The platform connects restaurants and professional kitchens with food suppliers, integrating catalogs, ordering, payments and logistics in a single interface. It operates in approximately 20 countries with clients including Hilton, Marriott International and independent restaurant operators.

The company plans to hire more than 100 people across engineering, product, sales and operations by the end of 2026. It targets fresh and frozen foods, particularly meat and seafood, where supply chains are the most complex and the margins for improvement the greatest.

7. Forpost – $17.5 million Series A | London, Great Britain

Cross-border sales have always been attractive in theory and complicated in practice: VAT registrations, non-traveling payment infrastructure and tax liability in jurisdictions the merchant has never visited.

Outpost, a London-based platform built by former Revolut executives, It collected 17.5 million dollars March 10 to address those issues at the infrastructure layer.

The round was led by Ribbit Capital, the venture firm behind Revolut, Coinbase and Stripe. Outpost’s platform handles payments and tax compliance for merchants selling internationally, creates local legal entities, and creates payment rails in the markets they enter that the merchant is not directly responsible for.

Context is important here: the trade tariff environment of 2026 has made cross-border trade both more attractive and legally more treacherous. The Outpost is built for this strain.

8. Orga – €12.7 million Series A | Osijek, Croatia

Croatian drone maker Orga has been building first-person drone systems since 2018, primarily for the hobbyist market, and increasingly for defense.

On March 10, Lightspeed Venture Partners raised €12.7 million in Series A led by Expeditions, an early-stage investor with participation from Taiwania Capital, Aymo and Radius Capital.

What sets Orga apart in the increasingly crowded drone landscape is its level of vertical integration: it designs and manufactures its own flight controllers, radios, motors, cameras and printed circuit boards without Chinese-made components.
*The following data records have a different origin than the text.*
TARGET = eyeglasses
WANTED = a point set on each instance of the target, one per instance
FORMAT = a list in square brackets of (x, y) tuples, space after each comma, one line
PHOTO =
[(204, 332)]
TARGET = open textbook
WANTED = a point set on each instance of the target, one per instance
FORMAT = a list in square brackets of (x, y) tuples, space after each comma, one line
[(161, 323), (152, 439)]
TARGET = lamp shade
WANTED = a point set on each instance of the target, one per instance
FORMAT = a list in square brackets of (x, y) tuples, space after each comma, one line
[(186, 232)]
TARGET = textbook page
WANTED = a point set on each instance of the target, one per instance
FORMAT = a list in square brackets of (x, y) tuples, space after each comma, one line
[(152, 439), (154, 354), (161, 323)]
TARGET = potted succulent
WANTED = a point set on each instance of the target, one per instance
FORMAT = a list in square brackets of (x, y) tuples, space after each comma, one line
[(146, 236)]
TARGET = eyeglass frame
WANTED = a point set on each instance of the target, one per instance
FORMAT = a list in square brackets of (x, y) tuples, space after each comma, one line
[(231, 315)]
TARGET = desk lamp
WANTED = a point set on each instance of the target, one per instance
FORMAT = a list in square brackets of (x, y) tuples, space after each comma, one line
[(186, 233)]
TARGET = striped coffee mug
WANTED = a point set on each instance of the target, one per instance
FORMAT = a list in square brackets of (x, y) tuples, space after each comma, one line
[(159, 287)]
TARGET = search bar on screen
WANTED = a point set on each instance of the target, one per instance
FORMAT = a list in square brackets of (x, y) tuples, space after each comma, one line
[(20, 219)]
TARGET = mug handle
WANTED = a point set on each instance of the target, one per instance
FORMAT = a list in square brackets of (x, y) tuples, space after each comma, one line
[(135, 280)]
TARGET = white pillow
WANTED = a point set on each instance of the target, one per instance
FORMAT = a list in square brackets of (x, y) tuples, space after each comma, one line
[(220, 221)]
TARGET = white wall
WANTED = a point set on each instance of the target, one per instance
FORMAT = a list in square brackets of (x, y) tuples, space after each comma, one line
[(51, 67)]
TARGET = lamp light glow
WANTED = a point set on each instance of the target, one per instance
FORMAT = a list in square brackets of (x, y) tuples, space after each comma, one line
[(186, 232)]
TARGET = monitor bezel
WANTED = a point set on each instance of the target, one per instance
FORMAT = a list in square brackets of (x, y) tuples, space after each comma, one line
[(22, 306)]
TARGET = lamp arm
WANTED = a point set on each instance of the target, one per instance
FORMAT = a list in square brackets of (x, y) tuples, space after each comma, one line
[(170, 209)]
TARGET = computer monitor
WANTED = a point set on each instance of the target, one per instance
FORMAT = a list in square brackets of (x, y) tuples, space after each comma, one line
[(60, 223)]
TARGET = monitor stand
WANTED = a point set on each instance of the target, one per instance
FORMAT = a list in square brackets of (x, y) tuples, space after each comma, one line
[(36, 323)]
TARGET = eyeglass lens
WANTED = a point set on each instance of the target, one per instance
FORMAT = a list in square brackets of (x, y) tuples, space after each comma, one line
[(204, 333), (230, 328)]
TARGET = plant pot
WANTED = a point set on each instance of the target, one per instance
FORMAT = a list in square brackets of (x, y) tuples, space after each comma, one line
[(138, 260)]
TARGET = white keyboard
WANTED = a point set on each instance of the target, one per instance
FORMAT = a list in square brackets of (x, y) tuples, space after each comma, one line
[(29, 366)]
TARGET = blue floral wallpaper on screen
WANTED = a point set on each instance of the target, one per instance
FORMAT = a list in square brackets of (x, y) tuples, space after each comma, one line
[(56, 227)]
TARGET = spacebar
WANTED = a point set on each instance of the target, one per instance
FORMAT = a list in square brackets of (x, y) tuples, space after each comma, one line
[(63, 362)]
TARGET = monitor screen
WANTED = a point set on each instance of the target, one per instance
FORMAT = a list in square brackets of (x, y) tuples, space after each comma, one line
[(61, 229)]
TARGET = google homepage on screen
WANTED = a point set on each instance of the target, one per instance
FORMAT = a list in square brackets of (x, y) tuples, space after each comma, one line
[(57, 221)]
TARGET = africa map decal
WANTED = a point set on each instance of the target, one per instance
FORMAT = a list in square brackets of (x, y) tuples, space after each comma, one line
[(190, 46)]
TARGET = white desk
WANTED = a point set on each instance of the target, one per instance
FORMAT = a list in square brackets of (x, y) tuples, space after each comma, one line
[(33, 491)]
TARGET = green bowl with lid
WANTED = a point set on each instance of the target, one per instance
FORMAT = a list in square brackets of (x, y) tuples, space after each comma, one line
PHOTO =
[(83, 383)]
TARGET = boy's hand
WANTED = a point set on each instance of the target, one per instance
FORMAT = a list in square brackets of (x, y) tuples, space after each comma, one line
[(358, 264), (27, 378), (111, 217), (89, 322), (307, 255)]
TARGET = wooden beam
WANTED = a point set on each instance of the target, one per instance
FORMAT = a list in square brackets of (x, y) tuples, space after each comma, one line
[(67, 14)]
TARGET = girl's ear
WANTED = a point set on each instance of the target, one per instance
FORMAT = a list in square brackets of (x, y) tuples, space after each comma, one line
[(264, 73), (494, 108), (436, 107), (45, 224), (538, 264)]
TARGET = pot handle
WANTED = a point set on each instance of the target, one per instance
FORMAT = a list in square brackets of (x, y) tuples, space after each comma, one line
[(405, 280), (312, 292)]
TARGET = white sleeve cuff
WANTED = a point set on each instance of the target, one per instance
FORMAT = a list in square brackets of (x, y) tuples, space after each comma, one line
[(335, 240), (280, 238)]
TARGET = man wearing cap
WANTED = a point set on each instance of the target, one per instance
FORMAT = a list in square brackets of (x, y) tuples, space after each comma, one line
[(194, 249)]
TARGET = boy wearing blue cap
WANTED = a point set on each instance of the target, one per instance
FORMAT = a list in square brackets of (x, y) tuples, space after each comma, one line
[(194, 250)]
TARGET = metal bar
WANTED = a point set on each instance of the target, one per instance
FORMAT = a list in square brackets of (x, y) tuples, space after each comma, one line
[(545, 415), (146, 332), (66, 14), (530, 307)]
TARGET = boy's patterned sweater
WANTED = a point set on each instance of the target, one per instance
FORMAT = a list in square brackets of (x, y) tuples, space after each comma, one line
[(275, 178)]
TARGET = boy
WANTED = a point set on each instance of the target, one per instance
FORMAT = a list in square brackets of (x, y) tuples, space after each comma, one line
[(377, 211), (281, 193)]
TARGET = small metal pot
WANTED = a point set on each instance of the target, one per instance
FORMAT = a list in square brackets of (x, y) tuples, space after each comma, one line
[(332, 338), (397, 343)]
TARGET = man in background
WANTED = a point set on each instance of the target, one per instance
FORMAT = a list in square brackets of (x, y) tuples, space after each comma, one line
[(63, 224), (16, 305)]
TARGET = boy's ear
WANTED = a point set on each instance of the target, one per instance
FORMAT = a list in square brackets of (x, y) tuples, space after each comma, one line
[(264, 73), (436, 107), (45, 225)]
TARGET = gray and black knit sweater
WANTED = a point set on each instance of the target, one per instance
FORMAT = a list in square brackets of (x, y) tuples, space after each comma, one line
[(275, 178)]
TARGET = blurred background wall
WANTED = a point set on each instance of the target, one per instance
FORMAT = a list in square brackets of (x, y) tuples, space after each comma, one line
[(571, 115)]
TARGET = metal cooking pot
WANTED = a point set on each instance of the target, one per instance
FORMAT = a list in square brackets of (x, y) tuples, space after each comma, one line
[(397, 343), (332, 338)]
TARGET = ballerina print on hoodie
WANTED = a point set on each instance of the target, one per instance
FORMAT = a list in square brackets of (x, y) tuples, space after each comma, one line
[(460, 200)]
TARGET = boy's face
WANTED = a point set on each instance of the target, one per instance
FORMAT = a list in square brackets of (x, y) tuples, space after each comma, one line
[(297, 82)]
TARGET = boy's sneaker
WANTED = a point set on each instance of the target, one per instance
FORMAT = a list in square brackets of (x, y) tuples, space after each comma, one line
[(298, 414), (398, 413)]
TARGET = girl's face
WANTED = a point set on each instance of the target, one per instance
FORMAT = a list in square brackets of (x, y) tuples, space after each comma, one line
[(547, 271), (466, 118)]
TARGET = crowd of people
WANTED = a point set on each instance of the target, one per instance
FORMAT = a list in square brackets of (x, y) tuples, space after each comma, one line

Its facility in Osijek currently produces 280,000 NDAA-compliant drones annually.

The Pentagon’s Drone Dominance Program plans to buy up to 300,000 small attack drones by 2027. Orga CEO Srdjan Kovacevic announced that the company is ready to compete for these contracts.

9. Sepriy – €13.4 million Series A | Fribourg, Switzerland

Sepriy develops high-performance cellulose-based ingredients for industrial applications, targeting markets where synthetic materials face regulatory pressure or durability testing.

His €13.4 million Series AInter IKEA Group, which closed this week, counts among its backers Inter IKEA Group, a notable strategic investor in a materials company working on sustainable alternatives to petroleum-derived inputs.

Switzerland’s deep tech sector consistently produces university spin-offs in materials science, and Sepriy fits that pattern: founded with roots in academic research, now moving towards commercial scale. The round will fund the expansion of manufacturing capacity and customer development.

10. Lemrock – €6 million seed | Paris, France

While Nscale and AMI represent the biggest bets of the week, Lemrock represents one of the most interesting. Founded in 2025, the Paris-based startup builds infrastructure that enables brands to sell directly within conversational AI environments, ChatGPT, Claude, Perplexity and their equivalents.

He announced on March 11 €6 million seed round Galion.exe is led by Criteo founder Jean-Baptiste Rudelle on the board.

The company already works with more than 60 brands in Europe and the US, including Maisons du Monde, Cdiscount and Engie, generating more than 100 million monthly interactions.

The round is smaller than the others on this list. But the question Lemrock addresses is what happens to commerce when AI agents become the primary interface for product discovery, a big and yet unasked question.